3.    Seek out opportunities to learn about, shadow and experience different jobs.

Assuming you aren’t content — and motivated sufficiently to the point of action, your best bet will be seek out chances todo the jobs you’re thinking about and considering. What you can read on a  job description or company brochure will never be sufficient to give you the data you need to make a decision. We’ve been running the only job shadowing service in the UK for 3 years now and what we’ve found is over 50% of the time, people who’ve dreamed about jobs find once they do them, it’s not their ‘dream’ after all. For the other 40+%, shadowing the job acts as a catalyst for action.Nothing builds confidence like trying it and realising it is the right decision.

People don’t advertise chances to shadow — mainly because up until now, people expect this for free and on that basis, there is literally nothing in it for the job holder. The only time you hear of someone offering shadowing, it’s because they’re emotionally guilted into it by a friend, asking on behalf of their child. For mid lifers, this doesn’t feel like it’s a viable option, but I convert people to offer shadowing opportunities because I pay them the opportunity cost of their time. There is nothing stopping you doing the same and it’s a hell of a lot cheaper (usually) than the cost of giving up your job, paying for a course etc.. and then realising it was a mistake.

 

4.    Go part time and volunteer a day or two a week.

If you’re in a position to financially consider volunteering one or two days a week, you can access a range of fantastic organisations where chances are, you will have a significant opportunity to make a difference. Certainly at my Association, people get opportunities to lead streams and operate in ways which are hugely valuable to their careers longer term. To do this whilst helping others and building another network of like minded people can be exceptionally rewarding. For a great many people I work with, even if they can afford to volunteer, many struggle with what this means for their identity. Our sense of self worth is often hung up on being paid for work we do. We’re told frequently never to work for ‘free’ and this needs to be challenged. I’d never support exploitation — but I’d argue vehemently that volunteering doesn’t fall into this bracket. Developing skills, networks and getting that craved for sense of purpose is worth the time investment.

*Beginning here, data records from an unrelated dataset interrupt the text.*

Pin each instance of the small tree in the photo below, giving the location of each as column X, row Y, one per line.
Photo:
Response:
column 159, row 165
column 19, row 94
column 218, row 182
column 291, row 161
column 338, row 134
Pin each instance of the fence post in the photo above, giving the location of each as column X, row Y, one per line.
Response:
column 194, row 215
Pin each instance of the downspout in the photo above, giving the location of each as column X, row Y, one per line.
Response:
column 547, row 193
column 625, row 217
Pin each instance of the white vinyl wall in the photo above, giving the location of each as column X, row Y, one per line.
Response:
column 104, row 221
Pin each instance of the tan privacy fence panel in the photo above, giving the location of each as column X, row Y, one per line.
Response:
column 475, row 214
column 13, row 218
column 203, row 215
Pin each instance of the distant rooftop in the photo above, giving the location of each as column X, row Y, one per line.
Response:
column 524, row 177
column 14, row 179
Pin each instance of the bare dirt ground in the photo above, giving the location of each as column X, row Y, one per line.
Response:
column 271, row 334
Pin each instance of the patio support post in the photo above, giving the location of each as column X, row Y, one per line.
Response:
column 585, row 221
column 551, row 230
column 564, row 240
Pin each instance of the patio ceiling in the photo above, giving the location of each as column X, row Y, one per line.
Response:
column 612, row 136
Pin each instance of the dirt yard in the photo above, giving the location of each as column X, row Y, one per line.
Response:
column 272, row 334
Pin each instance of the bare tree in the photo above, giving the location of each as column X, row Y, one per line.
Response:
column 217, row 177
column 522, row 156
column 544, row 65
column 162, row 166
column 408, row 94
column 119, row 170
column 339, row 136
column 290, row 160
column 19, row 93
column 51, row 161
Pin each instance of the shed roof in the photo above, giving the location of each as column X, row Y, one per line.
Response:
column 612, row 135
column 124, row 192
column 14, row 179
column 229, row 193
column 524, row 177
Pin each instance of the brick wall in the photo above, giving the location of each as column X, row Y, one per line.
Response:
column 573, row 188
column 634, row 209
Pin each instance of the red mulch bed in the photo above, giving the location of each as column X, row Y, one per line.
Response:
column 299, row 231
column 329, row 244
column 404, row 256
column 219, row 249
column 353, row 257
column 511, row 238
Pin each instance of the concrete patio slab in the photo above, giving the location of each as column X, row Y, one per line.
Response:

In the covid climate in which we are now operating, many employers will likely welcome the chance to reduce the number of full-time employees. It could be argued for many organisations, now has never been a better time, for you to evaluate your mindset, take control and consider a different working structure.It is sensible to consider not one job — but several to meet the variety of needs you may have, and if you can afford a little money sacrifice, it’s never been a better time to take control and give it a go.